Bapak nggak pernah marah dengan ngomel-ngomel secara
langsung. Bapak cukup menunjukkan marahnya dengan diam dan saya akan segera tahu
ada kemarahan di matanya. Seringnya bapak akan laporan ke ibu kalau mau menegur
saya. Seperti ketika Ibu bilang, Bapak nggak suka saya deket sama seorang temen
lelaki waktu SMA. Entah. Saya juga nggak tahu kenapa Bapak nggak bilang langsung
ke saya.
Bapak itu kolot. Masih nggak
percaya sama ATM, dan yang paling bikin kesel suka nggak percaya sama anaknya
sendiri. Padahal saya nggak mungkin macem-macem. Saya jadi sering membandingkan
aturan Bapak dengan orangtua teman-teman lainnya, yang lebih longgar, nggak strict, dan lebih bisa menyesuaikan keadaan
dengan zaman sekarang.
Bapak nggak suka anak-anaknya sering main keluar rumah. Makanya
banyak yang bilang saya anak kompleks, anak rumahan dan lain sebagainya. Jam
main saya dan saudara-saudara saya sangat terbatas, bahkan sampai di usia
sekarang. Jaman SMA, maghrib belum sampai di rumah, handphone saya udah bunyi terus ditelponin. Padahal udah izin juga
buat ngerjain tugas. Nonton pensi di SMA sendiri pun, paling lama jam 10 udah
dijemput, padahal artis utama belum keluar -_-
Dasar saya keras kepala, tetep aja saya masih suka pulang nggak
sesuai jadwal. Tapi semakin ke sini, entah awalnya karena biasa terpaksa
mengikuti aturan atau bagaimana, saya memang nggak suka keluar malam.
Bapak yang paling berat melepas
saya untuk kerja di luar kota. Bapak yang paling mendukung saya untuk
melanjutkan sekolah lagi. Beda dengan Ibu yang demokratis, Bapak lebih
menginginkan saya untuk following his own
path, kasarnya otoriter. Bapak lebih suka saya mengajar sepertinya. Karena
saya wanita, karena bapak sudah merasakan kerja di swasta. Lagi-lagi saya keras
kepala, saya memilih merasakan kerasnya bekerja di perusahaan swasta. Tapi
nyatanya saya kalah, seiring berjalannya waktu saya mulai menyadari maksud Bapak.

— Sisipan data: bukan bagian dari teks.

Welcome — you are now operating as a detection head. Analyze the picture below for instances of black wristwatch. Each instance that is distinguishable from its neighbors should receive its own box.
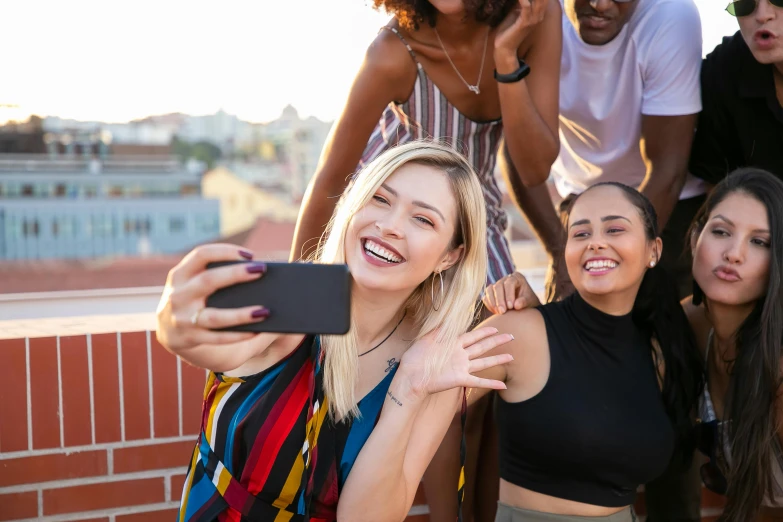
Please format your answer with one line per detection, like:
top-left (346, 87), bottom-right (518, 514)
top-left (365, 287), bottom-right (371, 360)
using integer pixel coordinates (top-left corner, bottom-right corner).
top-left (494, 59), bottom-right (531, 83)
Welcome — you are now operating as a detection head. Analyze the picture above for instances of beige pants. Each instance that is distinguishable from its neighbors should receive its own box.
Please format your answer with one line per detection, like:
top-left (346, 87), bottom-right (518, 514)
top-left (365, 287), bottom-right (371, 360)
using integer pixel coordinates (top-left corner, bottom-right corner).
top-left (495, 502), bottom-right (636, 522)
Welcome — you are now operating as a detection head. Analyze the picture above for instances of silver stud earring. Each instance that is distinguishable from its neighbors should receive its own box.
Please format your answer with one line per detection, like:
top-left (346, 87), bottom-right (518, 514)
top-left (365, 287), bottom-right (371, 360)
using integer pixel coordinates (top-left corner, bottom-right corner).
top-left (649, 261), bottom-right (656, 268)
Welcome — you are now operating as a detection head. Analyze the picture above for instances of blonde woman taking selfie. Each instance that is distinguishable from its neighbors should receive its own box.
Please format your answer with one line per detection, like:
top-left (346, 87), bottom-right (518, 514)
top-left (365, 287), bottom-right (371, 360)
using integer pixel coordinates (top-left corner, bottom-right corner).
top-left (156, 141), bottom-right (513, 522)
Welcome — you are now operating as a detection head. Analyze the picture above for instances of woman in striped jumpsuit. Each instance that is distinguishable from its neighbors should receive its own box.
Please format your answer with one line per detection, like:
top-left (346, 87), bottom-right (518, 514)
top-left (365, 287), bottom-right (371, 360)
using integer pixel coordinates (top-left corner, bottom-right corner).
top-left (290, 2), bottom-right (562, 520)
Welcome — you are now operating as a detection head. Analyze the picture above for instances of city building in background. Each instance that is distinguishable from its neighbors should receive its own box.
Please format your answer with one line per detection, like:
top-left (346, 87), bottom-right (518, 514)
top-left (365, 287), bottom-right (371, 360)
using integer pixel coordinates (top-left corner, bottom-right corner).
top-left (0, 109), bottom-right (552, 311)
top-left (202, 166), bottom-right (299, 237)
top-left (39, 105), bottom-right (331, 199)
top-left (232, 105), bottom-right (331, 200)
top-left (0, 154), bottom-right (219, 260)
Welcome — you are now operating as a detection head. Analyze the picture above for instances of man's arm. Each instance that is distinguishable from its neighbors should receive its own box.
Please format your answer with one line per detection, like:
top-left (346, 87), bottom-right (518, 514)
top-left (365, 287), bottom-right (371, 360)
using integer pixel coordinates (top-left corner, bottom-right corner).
top-left (498, 141), bottom-right (572, 301)
top-left (636, 0), bottom-right (702, 229)
top-left (638, 113), bottom-right (698, 230)
top-left (497, 141), bottom-right (563, 257)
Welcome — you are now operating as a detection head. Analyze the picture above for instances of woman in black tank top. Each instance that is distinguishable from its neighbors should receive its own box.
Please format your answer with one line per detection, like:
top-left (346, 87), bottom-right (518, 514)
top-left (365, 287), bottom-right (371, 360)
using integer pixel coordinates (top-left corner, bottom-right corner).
top-left (471, 183), bottom-right (703, 521)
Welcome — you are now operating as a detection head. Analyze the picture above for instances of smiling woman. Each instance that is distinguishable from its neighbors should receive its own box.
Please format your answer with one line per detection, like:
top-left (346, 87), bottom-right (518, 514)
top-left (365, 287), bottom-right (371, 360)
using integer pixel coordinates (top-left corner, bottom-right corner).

Di antara semua saudara, saya yang
paling nggak dekat dengan Bapak. Mungkin karena di antara mereka saya yang paling
bandel. Kian bertambah usia, semakin jarang komunikasi saya dengan Bapak. Nggak
lagi ada jalan-jalan bareng, nggak lagi ada cerita yang diawali dengan kalimat
'dulu itu', nggak lagi ada cerita tentang perjuangan sekolah Bapak dulu. Saya
nggak tahu kenapa. Seringnya sekarang saya justru berdebat dengan Bapak.
Saya memang sering melanggar
aturan Bapak, saya sering menggerutu dengan pemikiran Bapak yang menurut saya
nggak masuk akal dan kuno, saya suka nggak nurut apa kata Bapak. Tapi saya
sayang Bapak. Saya bangga sama perjuangan Bapak dulu yang dari bawah banget.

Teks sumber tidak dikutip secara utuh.